Although Divali is traditionally typically spent with friends and family, one pundit and epidemiologist is cautioning citizens to avoid this practice due to the COVID-19 pandemic.
“In India, the UK, USA, Canada and many other nations activities associated with Divali have been curtailed as Hindus at this time are making many sacrifices and taking personal and collective responsibility in the interest of their health and welfare,” Pundit Karmesh Sharma, a non-medical epidemiologist at the Ministry of Health said during a virtual press conference yesterday.
Sharma outlined a number of measures that can be implemented to protect against the virus during celebrations, he noted that it’s best if people avoided inviting people to their homes or accepting any such invitations themselves.
“Whilst it is tradition to invite or to be invited by family and friends or even the occasional dropping at homes in the neighbourhood be mindful, be cognizant and avoid such gatherings with persons coming from outside your household especially as this can greatly increase risk of contracting or spreading COVID-19,” he said.
Technical director of the ministry’s Epidemiology Division Dr Avery Hinds said the movement and interactions between households has been regarded as one of the main transmission factors within recent times
“The mixing of households- people going from one household to another, even for small gatherings has been one of the recurring features that has been reported when the question has been asked, where have you been, who you’ve interacted with over the previous 14 days,” he said.
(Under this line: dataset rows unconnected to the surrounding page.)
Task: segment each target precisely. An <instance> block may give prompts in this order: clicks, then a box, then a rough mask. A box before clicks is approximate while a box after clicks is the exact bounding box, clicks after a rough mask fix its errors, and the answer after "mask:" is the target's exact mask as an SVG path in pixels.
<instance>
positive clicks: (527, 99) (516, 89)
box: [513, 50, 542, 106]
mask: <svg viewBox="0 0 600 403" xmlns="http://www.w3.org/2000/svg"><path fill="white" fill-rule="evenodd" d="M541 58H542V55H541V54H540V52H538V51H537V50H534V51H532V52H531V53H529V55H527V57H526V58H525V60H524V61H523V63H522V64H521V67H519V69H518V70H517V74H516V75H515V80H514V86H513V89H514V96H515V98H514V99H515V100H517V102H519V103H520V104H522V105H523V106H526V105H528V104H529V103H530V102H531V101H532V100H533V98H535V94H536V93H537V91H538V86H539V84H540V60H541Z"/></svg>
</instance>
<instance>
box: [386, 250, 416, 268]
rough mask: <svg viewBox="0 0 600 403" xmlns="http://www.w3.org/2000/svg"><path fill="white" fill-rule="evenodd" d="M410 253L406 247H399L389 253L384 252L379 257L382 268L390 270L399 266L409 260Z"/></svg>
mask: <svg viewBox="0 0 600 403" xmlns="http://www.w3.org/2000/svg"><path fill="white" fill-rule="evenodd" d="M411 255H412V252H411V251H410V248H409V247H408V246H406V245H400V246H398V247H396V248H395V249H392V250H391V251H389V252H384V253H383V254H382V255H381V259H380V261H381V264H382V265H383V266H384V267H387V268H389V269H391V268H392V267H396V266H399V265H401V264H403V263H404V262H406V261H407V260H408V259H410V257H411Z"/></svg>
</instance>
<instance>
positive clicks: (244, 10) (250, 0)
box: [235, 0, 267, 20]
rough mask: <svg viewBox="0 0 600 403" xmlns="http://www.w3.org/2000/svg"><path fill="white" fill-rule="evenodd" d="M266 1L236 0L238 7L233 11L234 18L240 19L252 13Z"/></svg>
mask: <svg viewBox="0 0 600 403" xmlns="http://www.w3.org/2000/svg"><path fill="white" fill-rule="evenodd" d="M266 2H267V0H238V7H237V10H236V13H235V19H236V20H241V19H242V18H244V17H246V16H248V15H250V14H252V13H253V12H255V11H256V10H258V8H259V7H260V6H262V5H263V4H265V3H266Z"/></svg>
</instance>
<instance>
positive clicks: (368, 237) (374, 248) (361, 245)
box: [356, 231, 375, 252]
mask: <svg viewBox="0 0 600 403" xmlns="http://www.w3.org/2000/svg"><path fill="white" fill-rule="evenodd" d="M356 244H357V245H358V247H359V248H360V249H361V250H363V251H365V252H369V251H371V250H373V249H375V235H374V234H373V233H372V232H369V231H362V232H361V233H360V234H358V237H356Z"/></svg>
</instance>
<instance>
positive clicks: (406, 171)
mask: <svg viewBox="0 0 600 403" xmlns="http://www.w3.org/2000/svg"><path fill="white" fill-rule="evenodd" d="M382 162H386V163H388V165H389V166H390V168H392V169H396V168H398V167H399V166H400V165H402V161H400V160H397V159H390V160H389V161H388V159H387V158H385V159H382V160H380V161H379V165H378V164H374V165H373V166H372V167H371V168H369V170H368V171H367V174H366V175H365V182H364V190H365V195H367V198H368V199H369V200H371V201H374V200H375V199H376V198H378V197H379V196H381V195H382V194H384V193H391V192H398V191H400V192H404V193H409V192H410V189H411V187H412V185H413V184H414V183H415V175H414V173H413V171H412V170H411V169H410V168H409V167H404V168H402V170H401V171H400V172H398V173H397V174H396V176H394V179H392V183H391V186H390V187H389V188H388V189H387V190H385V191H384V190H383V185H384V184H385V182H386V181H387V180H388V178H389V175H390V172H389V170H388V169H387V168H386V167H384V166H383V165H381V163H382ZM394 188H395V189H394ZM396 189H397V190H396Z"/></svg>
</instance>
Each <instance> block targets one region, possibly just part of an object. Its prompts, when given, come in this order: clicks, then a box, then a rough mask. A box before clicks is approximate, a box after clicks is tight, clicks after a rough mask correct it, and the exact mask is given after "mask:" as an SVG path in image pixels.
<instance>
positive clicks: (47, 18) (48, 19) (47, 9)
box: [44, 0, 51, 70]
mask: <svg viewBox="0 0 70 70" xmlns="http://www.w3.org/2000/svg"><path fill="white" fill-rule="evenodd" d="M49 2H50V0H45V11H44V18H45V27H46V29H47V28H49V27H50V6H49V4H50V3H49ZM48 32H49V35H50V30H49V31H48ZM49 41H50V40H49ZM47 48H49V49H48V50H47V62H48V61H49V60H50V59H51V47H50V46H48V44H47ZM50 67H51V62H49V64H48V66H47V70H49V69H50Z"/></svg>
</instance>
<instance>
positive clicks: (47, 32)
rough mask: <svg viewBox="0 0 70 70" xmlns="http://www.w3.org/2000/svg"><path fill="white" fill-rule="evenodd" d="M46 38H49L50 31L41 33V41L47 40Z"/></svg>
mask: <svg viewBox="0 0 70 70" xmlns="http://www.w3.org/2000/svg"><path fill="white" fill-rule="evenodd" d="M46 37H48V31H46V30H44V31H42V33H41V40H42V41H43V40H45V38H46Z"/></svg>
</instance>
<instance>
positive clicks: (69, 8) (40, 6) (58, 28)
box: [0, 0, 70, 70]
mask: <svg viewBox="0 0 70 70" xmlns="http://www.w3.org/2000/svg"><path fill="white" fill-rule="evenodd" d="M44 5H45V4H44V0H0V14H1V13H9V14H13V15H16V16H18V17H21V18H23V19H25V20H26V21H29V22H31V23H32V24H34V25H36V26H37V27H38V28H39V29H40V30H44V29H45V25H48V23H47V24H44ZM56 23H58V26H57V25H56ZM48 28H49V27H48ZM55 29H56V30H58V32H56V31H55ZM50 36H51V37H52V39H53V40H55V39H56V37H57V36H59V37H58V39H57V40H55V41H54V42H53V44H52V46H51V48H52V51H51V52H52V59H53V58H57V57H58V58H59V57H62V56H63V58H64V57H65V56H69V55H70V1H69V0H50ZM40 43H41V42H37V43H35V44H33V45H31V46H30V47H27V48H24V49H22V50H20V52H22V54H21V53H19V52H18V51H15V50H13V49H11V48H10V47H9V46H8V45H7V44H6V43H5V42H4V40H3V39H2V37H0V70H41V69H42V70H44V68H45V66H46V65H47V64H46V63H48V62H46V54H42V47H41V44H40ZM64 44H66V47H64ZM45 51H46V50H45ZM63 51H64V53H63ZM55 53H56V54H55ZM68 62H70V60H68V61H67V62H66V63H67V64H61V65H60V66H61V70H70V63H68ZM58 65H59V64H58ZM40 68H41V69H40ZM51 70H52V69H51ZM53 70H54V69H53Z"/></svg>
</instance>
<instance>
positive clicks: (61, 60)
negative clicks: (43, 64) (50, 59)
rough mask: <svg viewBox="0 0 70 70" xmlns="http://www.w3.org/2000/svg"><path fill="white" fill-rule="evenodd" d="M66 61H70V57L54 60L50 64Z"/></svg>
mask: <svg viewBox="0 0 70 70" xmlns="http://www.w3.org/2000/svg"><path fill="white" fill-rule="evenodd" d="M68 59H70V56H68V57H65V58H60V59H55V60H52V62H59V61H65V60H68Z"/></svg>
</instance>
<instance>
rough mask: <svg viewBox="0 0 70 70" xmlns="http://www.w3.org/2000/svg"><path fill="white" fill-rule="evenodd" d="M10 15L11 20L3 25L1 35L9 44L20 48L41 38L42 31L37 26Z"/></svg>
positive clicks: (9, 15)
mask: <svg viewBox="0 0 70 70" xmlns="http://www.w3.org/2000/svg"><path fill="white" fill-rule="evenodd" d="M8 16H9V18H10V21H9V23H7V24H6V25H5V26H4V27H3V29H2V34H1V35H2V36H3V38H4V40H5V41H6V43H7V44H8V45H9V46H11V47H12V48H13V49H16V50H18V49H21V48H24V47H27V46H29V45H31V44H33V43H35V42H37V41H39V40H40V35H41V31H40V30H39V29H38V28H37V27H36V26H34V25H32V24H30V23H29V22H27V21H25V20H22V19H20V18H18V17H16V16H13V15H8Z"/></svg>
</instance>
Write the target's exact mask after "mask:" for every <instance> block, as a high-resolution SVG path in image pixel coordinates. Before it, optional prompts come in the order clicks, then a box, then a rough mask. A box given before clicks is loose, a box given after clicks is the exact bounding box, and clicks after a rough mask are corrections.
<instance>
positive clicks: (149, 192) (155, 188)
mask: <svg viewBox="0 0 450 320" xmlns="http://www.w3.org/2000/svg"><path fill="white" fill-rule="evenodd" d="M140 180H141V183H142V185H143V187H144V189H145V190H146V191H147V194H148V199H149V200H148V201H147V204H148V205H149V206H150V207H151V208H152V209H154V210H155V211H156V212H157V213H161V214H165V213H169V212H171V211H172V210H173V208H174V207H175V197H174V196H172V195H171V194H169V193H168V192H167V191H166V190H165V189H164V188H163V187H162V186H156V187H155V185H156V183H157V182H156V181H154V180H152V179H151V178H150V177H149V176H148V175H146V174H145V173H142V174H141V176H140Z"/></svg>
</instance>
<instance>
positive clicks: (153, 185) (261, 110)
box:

Sharma also warned that hand sanitizers should not be used before lighting deyas, candles or fireworks on the night as they contain alcohol and can result in burns. He said to instead wash hands with soap and water.
He also advised that proper hygienic practices be maintained when giving out food or sweets.
While there isn’t any data that suggests COVID-19 can be transmitted through food, it can be transmitted via the packaging used to contain it.
He believes the auspicious night can be enjoyed- but cautiously.
“While the pandemic has changed a lot of things- and it has- we must not let it change our spirit. We will still celebrate Divali and have fun with reduced risk,” he said.